In the last post we counted the number of elements of order 2 in the symmetric group $S_n$. In exactly the same way we can count the number of elements of order $p$, where $p$ is a prime number. Let this number be denoted by $N_p(n)$. Then

\displaystyle\begin{aligned}N_p(n)&=\sum_{k=1}^{\lfloor n/p\rfloor}\frac{(p-1)!^k}{k!}\binom np\binom{n-p}{p}\cdots\binom{n-pk+p}{p}\\ &=\sum_{k=1}^{\lfloor n/p\rfloor}\frac{n!}{k!(n-pk)!p^k}\\ &=\sum_{k=1}^{\lfloor n/p\rfloor}\binom{n}{pk}\frac{(pk)!}{k!p^k}.\end{aligned}

Here we adopt the convention $\binom nm=0$ if $m>n$. Note that

$\displaystyle\frac{(pk)!}{k!p^k}=\frac{(pk)!}{p\cdot 2p\cdots kp}\equiv (p-1)!^k\equiv (-1)^k\pmod p$

by Wilson’s theorem. So

$\displaystyle N_p(n)\equiv\sum_{k=1}^{\lfloor n/p\rfloor}(-1)^k\binom{n}{pk}\pmod p$.

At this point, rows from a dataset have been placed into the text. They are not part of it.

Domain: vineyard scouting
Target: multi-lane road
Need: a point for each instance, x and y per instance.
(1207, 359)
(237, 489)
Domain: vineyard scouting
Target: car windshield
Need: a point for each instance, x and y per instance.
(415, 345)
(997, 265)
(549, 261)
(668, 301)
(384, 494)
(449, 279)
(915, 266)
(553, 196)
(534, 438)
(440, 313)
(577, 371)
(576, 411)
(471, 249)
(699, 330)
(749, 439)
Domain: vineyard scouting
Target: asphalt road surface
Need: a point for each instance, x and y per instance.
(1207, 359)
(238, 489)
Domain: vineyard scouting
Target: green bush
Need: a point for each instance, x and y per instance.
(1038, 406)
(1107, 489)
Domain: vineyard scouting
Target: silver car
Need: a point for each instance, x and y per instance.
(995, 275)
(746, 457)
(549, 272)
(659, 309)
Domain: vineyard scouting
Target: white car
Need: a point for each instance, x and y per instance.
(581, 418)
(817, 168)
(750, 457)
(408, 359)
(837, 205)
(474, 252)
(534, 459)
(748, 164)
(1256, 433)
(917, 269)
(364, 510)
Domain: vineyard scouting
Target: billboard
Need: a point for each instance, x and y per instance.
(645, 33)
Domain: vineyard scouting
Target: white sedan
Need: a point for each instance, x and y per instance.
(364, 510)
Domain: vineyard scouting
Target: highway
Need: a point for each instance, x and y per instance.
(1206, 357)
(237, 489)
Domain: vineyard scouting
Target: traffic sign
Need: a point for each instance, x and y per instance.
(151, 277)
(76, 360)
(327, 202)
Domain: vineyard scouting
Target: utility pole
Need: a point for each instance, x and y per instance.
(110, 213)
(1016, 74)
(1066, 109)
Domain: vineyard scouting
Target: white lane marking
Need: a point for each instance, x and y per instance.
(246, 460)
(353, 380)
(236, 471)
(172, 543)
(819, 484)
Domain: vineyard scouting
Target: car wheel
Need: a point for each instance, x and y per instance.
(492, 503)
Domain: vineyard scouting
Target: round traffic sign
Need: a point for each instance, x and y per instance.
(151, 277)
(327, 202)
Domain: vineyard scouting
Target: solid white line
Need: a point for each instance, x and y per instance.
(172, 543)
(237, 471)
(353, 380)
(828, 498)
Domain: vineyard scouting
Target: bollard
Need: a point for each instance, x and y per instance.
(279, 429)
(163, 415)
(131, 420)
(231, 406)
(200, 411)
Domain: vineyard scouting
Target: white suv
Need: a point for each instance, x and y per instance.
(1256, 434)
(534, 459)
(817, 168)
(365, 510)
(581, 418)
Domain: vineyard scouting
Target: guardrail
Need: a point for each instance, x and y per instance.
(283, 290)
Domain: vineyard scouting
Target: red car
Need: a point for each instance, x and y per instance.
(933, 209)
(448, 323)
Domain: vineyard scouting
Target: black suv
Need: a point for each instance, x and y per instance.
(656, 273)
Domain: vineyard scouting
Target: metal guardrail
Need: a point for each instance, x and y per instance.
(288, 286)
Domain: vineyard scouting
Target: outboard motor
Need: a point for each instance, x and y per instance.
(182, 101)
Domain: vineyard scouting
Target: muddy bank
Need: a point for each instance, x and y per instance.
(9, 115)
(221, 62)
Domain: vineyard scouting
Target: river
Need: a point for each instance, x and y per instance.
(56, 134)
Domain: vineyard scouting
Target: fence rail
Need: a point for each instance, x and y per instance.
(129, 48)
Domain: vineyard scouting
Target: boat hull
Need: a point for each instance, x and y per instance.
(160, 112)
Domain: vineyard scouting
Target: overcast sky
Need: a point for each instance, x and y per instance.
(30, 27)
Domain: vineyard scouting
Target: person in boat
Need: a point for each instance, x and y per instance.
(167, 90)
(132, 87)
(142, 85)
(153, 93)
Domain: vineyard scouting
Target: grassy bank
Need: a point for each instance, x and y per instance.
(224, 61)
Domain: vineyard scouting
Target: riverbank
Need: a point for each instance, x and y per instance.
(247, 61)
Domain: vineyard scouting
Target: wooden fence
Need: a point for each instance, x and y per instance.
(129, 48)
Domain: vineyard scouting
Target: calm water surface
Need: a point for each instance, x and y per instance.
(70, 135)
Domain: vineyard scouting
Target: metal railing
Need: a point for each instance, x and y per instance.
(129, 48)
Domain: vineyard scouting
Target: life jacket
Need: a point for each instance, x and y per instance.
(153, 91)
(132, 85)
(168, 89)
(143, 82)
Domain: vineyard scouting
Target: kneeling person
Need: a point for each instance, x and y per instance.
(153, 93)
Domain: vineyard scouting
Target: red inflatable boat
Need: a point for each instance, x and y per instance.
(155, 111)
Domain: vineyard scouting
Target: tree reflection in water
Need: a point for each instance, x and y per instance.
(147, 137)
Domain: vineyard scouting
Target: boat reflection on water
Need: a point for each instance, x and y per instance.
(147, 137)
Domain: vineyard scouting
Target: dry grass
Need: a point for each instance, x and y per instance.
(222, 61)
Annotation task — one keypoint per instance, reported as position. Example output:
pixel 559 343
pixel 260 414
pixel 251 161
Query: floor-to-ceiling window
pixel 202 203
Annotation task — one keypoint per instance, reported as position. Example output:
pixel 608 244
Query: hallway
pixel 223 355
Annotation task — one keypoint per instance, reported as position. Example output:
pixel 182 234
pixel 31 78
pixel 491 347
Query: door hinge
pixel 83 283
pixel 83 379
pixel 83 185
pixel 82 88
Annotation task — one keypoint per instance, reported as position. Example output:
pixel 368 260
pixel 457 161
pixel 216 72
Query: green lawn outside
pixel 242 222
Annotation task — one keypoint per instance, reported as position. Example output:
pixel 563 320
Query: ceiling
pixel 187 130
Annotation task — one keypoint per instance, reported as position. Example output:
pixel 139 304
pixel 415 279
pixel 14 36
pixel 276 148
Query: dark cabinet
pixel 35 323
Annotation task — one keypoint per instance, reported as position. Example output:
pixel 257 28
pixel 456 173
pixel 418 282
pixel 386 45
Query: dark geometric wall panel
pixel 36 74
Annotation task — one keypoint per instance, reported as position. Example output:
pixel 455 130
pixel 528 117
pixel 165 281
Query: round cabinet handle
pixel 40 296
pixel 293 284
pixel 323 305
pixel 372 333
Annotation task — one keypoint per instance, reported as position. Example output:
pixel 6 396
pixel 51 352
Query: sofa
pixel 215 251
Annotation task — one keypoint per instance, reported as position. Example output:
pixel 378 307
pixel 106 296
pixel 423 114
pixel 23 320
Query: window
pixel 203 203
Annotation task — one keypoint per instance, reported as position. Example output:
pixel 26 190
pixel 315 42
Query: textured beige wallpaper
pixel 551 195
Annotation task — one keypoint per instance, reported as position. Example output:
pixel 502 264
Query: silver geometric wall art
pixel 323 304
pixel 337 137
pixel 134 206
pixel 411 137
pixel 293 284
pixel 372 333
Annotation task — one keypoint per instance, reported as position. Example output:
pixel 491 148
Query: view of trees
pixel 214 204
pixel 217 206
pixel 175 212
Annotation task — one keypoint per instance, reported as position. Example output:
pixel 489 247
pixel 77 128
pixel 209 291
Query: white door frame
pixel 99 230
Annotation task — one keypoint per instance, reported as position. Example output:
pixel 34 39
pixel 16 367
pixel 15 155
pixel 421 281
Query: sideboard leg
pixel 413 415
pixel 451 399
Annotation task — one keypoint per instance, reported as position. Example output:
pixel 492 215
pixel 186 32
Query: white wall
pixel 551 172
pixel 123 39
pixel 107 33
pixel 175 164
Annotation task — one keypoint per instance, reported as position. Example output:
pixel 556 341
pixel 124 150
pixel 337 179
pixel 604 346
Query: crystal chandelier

If $n=n_rp^r+\cdots+n_1p+n_0$ and $k=k_{r}p^{r-1}+\cdots+k_2p+k_1$ are base $p$ expansions, then using Lucas’ theorem one has

$\displaystyle\binom{n}{pk}\equiv\binom{n_r}{k_r}\cdots\binom{n_1}{k_1}\pmod p$.

Therefore

\displaystyle\begin{aligned}N_p(n)&\equiv -1+\sum_{k=0}^{\lfloor n/p\rfloor}(-1)^k\binom{n}{pk}\pmod p\\ &\equiv -1+\sum_{k=0}^{\lfloor n/p\rfloor}(-1)^{k_1+\cdots+k_r}\binom{n_r}{k_r}\cdots\binom{n_1}{k_1}\pmod p\\ &\equiv -1+\prod_{j=1}^r\sum_{k_j=0}^{n_j}(-1)^{k_j}\binom{n_j}{k_j}\pmod p\\ &\equiv -1\pmod p\end{aligned}

This generalizes the result from the previous post.

Corollary. The number of subgroups of order $p$ in $S_n$ is congruent to $1\pmod p$.

Proof. If there are $k$ subgroups of order $p$ in $S_n$, then $N_p(n)=k(p-1)\equiv -1\pmod p$ and so $k\equiv 1\pmod p$. $\square$